Open iboates opened 1 year ago

iboates commented 1 year ago

I am dealing with a case in which I have many thousands of points in a huge area. As a result, the cost matrix computation takes an exceedingly long time. I think that this could be mitigated if there were an optional parameter which, when specified, will make allneighbordistances quickly compute the euclidean distance between each client/facility pair, and if it is greater than this parameter, will simply set the cost matrix value to NaN. I think that this could really speed up computation in this case, at the expense of losing some connectivity information in the cost matrix - but in some cases it may not be relevant.

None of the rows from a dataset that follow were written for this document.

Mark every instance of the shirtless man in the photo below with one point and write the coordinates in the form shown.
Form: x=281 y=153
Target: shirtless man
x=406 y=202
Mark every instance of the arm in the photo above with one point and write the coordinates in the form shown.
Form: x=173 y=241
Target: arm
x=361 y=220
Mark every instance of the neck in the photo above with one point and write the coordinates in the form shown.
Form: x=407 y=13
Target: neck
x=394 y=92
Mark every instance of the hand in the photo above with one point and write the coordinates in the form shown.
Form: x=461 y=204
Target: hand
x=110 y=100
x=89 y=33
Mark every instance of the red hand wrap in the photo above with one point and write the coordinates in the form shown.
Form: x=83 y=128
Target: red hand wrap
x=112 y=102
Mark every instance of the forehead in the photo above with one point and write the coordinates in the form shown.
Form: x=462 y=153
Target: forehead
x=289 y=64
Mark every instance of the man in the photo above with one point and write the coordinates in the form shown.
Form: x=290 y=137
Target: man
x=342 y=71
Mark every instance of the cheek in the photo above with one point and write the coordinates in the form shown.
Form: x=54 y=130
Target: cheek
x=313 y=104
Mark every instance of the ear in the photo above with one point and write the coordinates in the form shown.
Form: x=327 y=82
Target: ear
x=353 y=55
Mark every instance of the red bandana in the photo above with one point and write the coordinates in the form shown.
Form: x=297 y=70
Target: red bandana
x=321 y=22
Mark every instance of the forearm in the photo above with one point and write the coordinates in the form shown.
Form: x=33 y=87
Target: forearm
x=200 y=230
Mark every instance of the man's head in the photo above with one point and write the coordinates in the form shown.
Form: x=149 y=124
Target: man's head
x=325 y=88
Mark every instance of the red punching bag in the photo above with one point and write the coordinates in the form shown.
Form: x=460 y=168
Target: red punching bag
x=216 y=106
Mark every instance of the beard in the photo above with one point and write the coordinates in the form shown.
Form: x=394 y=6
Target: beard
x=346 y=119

I think that this could really help in cases where you are doing facility location optimization with a very large number of candidate sites in a very dense environment (like a city), where the network travel distance is actually based on walking speed. In a case like this, it is quite likely to be irrelevant to compute the walking distance from one end of the city to another.

I would be interested in trying to implement something like this, but I'm new to the library and would like to get opinions & caveats from more experienced people on it.

gegen07 commented 1 year ago

Hey @iboates, great to see you here!

The cost matrix is not computed by spopt, we use allneighbordistances only in examples to illustrate the model usage. In geodataframe function, we use cdist function by scipy to calculate the distance between a pair of demand and candidate site based on a metric chosen by the user. So, it is hard to take this kind of issue because we probably have to implement all these metrics and is not the purpose of this package.

I think this issue can be discussed on spaghetti because it is specific to networks.

Another way to handle this issue can be to partition your matrix $N X M$ to ($N X C$ and $N X D$ such that $D+C = M$), then you concatenate the matrix and the result is your complete cost matrix. Note that you can have many parts of matrix to soften the complexity of these computations.